A stress-free Christmas is surely every pet owner’s dream and while this may not be 100% possible due to pets’ unpredictable behaviour, it’s sure worth a try.

Staying at home?

Over the festive period, it’s easy to let routines slide as the weather gets colder and social events seem to happen every weekend; there’s also the great temptation to just curl up and have duvet day with your pet. However in all the excitement, it’s important to maintain their usual routine, whether that’s their usual feeding times or for dogs, their daily walks. If the colder, wet weather is not enticing either of you out, invest in a jumper or coat for your dog and remember to wear reflective clothing and lights to be seen.

Travelling?

Travelling with a pet can be a stressful experience, especially if they are of a nervous disposition or get car sick. Christmas time can often mean travelling to visit loved ones or perhaps a winter break at a pet-friendly hotel, either way preparation is crucial so be sure to do short practice runs in the car if they have never experienced travel before. Invest in a comfortable and spacious crate for your cat and dog and practice coaxing them in in the lead up to the journey. Make sure you take along their favourite toys, a water bowl and a warm blanket. If your journey is likely to be longer than 2 hours, make sure you take regular toilet and stretch breaks. If your dog seems really anxious, consider a calming supplement to relax them during the trip.

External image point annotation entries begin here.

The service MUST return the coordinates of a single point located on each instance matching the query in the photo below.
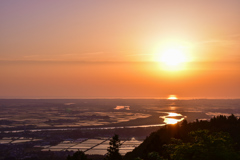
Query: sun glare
(172, 97)
(173, 55)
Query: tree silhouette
(113, 150)
(203, 146)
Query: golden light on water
(171, 118)
(172, 97)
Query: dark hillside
(222, 131)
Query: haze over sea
(109, 113)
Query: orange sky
(89, 49)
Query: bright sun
(172, 97)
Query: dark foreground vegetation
(218, 138)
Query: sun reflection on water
(172, 118)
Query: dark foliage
(79, 155)
(218, 138)
(113, 150)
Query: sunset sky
(119, 49)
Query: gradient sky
(93, 48)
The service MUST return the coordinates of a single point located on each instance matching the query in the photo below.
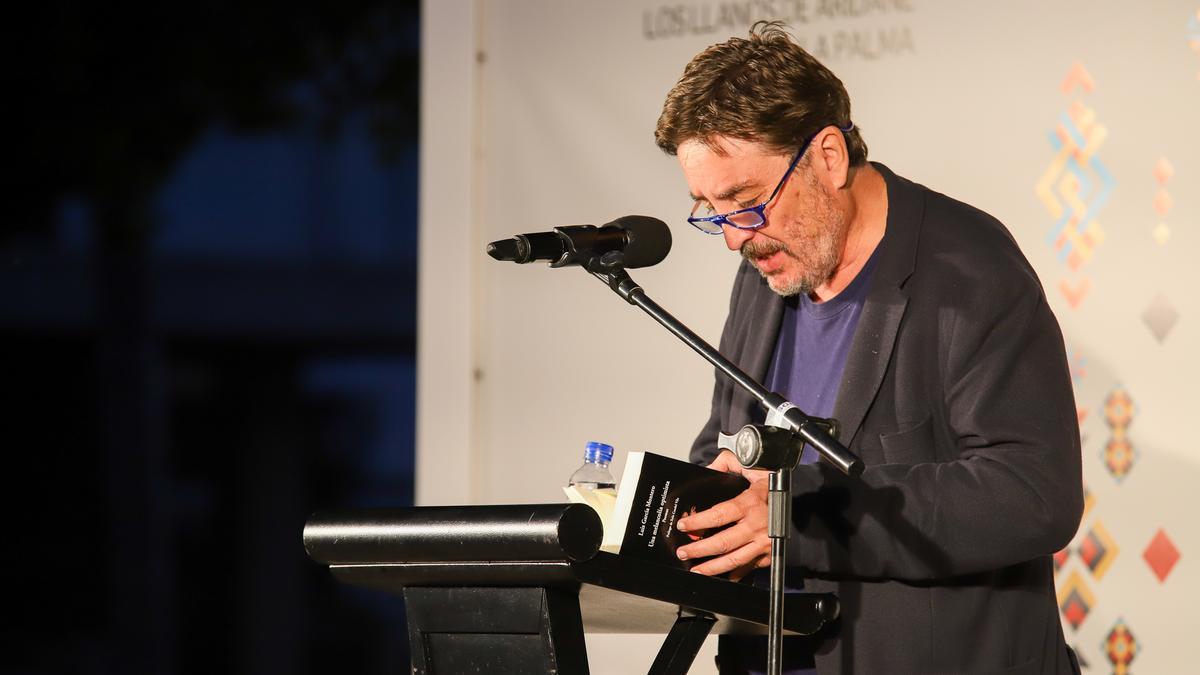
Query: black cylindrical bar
(520, 532)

Once you arrive at your destination, whether it’s a relative’s home or a hotel, let them slowly adjust to their new surroundings. Guide them around the house room by room and let them take in the new smells and sounds. If possible create a private, quiet and comfortable space for them with their own bedding and toys to make them feel safe and secure.

A few extra tips

Gifts: some 70% of dogs get Christmas gifts from their owners¹ and we’re sure cats aren’t left out either! There are so many pet gifts out there but not all of them are safe, so remember to:

  • Take tags off any toys if you are planning on wrapping them
  • Remove glued-on or protruding eyes or noses on toy mice, for example
  • Avoid toys with strings or ribbons are these may be ingested.
  • Steer away from toys stuffed with beads or beans as these can be a choking hazard.
  • For dogs, opt for larger balls rather than ones that are too small and could be easily swallowed.

Outfits: Instagram may be full of cute-looking dressed up pets at this time of year but are they really happy about it? If you do want to dress up your pet this Christmas, remember the following:

  • Don’t choose costumes that are too big or too small and opt for high quality ones rather than cheap, scratchy materials
  • Avoid outfits with loose bells, string or baubles as they could pose a choking threat
  • If your pet is trying to shake it off or is constantly pawing at it, it’s a sign to take it off.

Dinner: many human foods can be harmful to pets but that doesn’t necessarily mean they should miss out on a little extra on the big day itself. Why not try:

  • Whipping them up their own special, pet-friendly dinner or if they usually have tuna or beef why not try some turkey-flavoured pet food?
  • Making some pet-friendly treats to hide in their new toys or around the house?

References
1 Vetsnow, (2018), 21 Christmas staples you shouldn’t let your dog near (infographic).